Which brings me to another little story of the dead head that my friend and I found this week. I guess Ryan's seen it, so we were. So I was talking to this guy where we coon hunt at his place and there's this beaver dam that was blocking off this brook so it was getting kind of difficult to go through with the coon hounds.

Speaker 2:

They could go through fine but I was, you know, you were the issue.

Speaker 1:

Yeah, I was the issue. I had the issue with that issue. So then I asked him. I said do you mind if we trap some beaver there? He's like no, fill your boots, go ahead, cause I've been trapping, as you guys know, um first year, having a lot of fun doing it 16 beavers so far. So we went down. We were looking for the this was just a few days ago we were looking for the beaver dam and, uh, couldn't find it. Then, sure enough, he, the, the landowner, had told me about two deer that had been jacked out of there that he'd heard about. He said one was a bit smaller. I said, apparently the other one was a fair size. You're freaking right, it was.

Speaker 2:

And for those who don't know the term jack, that is a legally shooting deer.

Speaker 1:

Yes, that night.

Speaker 3:

They weren't lifting weights. No.

Speaker 2:

No, they weren't jacked.

Speaker 1:

No, so we ended up going down along the brook there and then we found it. And Ryan, you've seen it, logan, you've seen a picture, but what do you figure that deer is at least 150 plus it's a 150-inch deer 150-inch deer.

Speaker 2:

What a shame. Just mass. So we're getting it cleaned up. It's going to be in the podcast room, but it's thick too.

Speaker 1:

It's so thick.

Speaker 2:

Great mass to it, not the old kind of bubbly.

Speaker 1:

Real typical 10 point.

Speaker 3:

It's a similar size to the deer you have up there, like that you have hanging on the wall in here.

Speaker 1:

Yes, yeah, my deer.

Speaker 2:

Yeah, a little lower and wider maybe, but mass, so much mass 10.

Speaker 1:

He's got 11 points. That 11th point took some marks off, but yeah, this one here, smaller brow tines, real small brow tines on it, but what a shame. But the nice thing is, if he was jacked which, from the sense that he was, whoever did it will never have the antlers He'll be in the podcast room, then he'll come jack them. Yeah, yeah, he can come claim them.

Speaker 2:

Come tell a story on the podcast.

Speaker 1:

Speaking of stories, guys can't thank you enough for coming on here and telling it, and hopefully we can have the same conversation next year. We'll do a pre-season chat and then we'll have our update and it's going to be similar Everyone tags out and it's successful.

Speaker 2:

Bigger deer. Bigger, deer, bigger and better, bigger deer Ryan will have one with his new bow.
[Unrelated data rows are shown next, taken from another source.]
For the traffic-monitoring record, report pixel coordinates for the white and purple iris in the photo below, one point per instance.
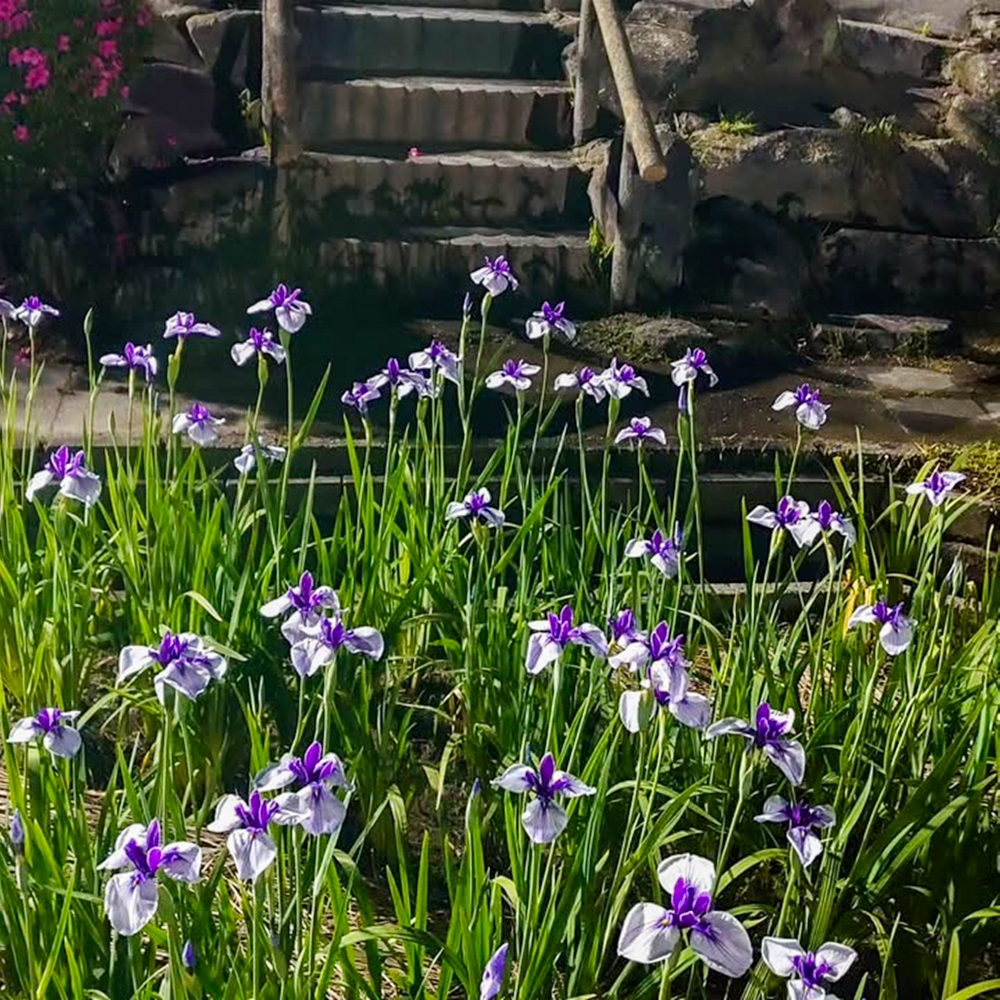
(199, 425)
(188, 664)
(493, 974)
(75, 480)
(585, 381)
(495, 276)
(663, 552)
(134, 357)
(618, 381)
(250, 845)
(258, 342)
(401, 381)
(131, 898)
(320, 811)
(807, 971)
(517, 374)
(641, 430)
(770, 732)
(791, 515)
(830, 521)
(32, 311)
(544, 819)
(651, 933)
(359, 396)
(436, 358)
(548, 321)
(802, 819)
(936, 487)
(551, 636)
(322, 642)
(184, 325)
(476, 506)
(50, 725)
(306, 602)
(809, 410)
(246, 460)
(896, 632)
(289, 310)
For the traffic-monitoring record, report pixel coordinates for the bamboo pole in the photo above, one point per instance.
(639, 131)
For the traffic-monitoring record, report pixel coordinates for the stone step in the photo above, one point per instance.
(398, 39)
(431, 263)
(443, 112)
(478, 188)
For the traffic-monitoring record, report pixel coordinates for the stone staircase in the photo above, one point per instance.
(478, 89)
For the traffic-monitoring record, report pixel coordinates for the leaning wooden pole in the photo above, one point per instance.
(639, 129)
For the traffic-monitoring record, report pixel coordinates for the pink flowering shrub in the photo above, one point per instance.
(63, 68)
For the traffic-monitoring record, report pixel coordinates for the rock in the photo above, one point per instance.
(977, 73)
(743, 259)
(229, 43)
(852, 176)
(868, 269)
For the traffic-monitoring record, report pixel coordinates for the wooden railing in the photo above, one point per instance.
(642, 157)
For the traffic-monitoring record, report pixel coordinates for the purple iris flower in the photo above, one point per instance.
(75, 480)
(768, 732)
(517, 374)
(619, 380)
(258, 342)
(802, 819)
(184, 325)
(50, 724)
(549, 320)
(199, 424)
(830, 521)
(550, 637)
(652, 933)
(658, 646)
(134, 357)
(792, 516)
(476, 506)
(896, 633)
(250, 845)
(586, 380)
(359, 396)
(436, 357)
(246, 460)
(807, 971)
(32, 311)
(306, 602)
(665, 687)
(493, 974)
(544, 819)
(687, 369)
(936, 487)
(495, 276)
(641, 429)
(809, 410)
(188, 664)
(316, 773)
(289, 310)
(662, 551)
(131, 897)
(402, 381)
(323, 641)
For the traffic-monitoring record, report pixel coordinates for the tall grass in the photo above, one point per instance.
(432, 869)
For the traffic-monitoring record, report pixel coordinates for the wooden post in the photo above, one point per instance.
(630, 191)
(587, 68)
(280, 106)
(639, 130)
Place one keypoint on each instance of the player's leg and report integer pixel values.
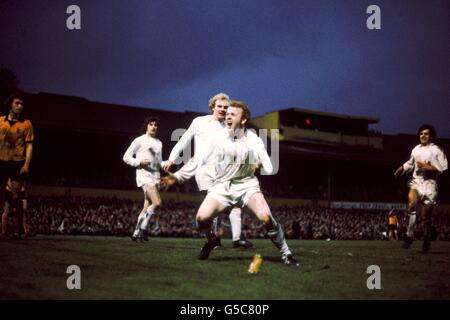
(236, 229)
(137, 233)
(154, 197)
(258, 205)
(426, 215)
(16, 207)
(209, 208)
(413, 198)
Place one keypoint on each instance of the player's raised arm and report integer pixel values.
(263, 159)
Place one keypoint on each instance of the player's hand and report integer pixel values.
(423, 165)
(398, 172)
(144, 163)
(167, 182)
(167, 166)
(257, 166)
(24, 170)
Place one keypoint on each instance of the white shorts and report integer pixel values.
(234, 193)
(146, 178)
(205, 177)
(427, 190)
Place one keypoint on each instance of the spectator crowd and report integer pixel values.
(113, 216)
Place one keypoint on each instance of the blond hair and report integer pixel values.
(241, 105)
(217, 97)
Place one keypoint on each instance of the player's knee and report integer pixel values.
(265, 218)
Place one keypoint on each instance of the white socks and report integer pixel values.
(236, 223)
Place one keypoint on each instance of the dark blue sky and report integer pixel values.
(272, 54)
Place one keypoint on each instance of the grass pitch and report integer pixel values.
(167, 268)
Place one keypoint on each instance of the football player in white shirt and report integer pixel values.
(144, 154)
(201, 129)
(427, 162)
(236, 154)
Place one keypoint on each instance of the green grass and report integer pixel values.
(166, 268)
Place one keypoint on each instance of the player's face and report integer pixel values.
(152, 127)
(17, 106)
(220, 109)
(234, 118)
(425, 137)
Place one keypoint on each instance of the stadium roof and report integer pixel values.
(332, 115)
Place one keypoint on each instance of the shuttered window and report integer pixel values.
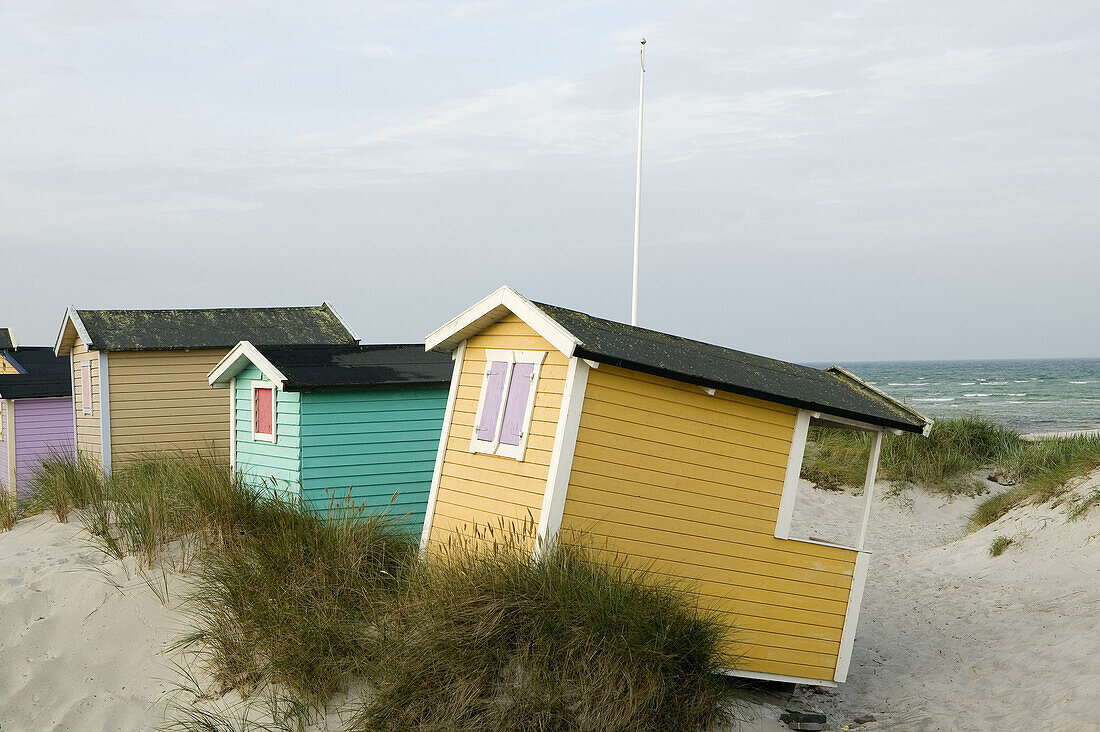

I'll just shoot him with a bow.

Speaker 1:

I'll have mine. Ken will do fantastic things, as always. Well, another new and improved food plot that someone else furrowed. The rest of it.

Speaker 2:

New and improved calling session. He's going to practice. Ken's going to do a calling session.

Speaker 1:

That's right. He's basically like a duck blind out there in the deer, blind. All right, thanks guys.